I meant the Object in the Renderman sense (beginObject: etc.). Whether
that is created using a compile action, I cannot tell from the current
interface.
The problem here is what do we want to expose and do we have to expose
to 3DKit developers. Maybe some parts of this interface should only be
useable by the 3DKit itself?
On Sunday, March 16, 2003, at 02:33 PM, Philippe C.D. Robert wrote:
Talking MVC, a scene graph is a data type and hence it provides the
model only, actions such as the G3DRenderAction are the controllers
which operate on this data, and the camera/view duo is the view which
is used to visualise the data.
In MVC as I know it, a model is more than just data, it is also
behaviour. A model object stores its own data and acts upon it.
Controllers communicate with the model objects -- they do not operate
on the data. If they do, it violates data hiding.
Data access happens via method invocation, so there is no data hiding
violation.
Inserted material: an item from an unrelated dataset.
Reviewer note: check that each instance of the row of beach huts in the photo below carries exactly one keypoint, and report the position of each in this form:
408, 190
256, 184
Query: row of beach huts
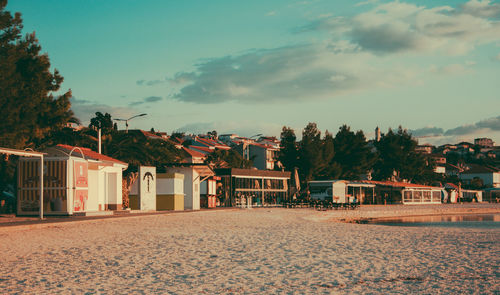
79, 181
Here (as I see it) the graph is really only a data
structure, otherwise you will run into severe problems afterwards.
In other words, the scene graph only contains the data to be used by
the renderers to visualise the respective scene, this includes the
geometry but also transformations, shaders and likewise data.
Therefore you can for example render the same scene using different
renderers to generate different results (in any aspects) without
touching the scene data at all. So the model is indeed completely
separated from the view.
This sounds somewhat contradictory. On the one had, the scene graph is
little more than a container -- in which case, why have classes at
all? On the other
Why wouldn't you use classes for data structures (containers)? This
sounds weird to me.
hand, you claim that the renderer never touches the data. How is that
possible? Something must be able to access it, while guaranteeing that
the data is preserved and internally consistent. The renderer cannot
take on that responsibility. In which case, the scene classes provide
mutator and accessor methods, and nothing else? If a shape holds in it
a set of polygon (attribute)s, say ten thousand, is this really going
to be copied into a dictionary, and then read back out?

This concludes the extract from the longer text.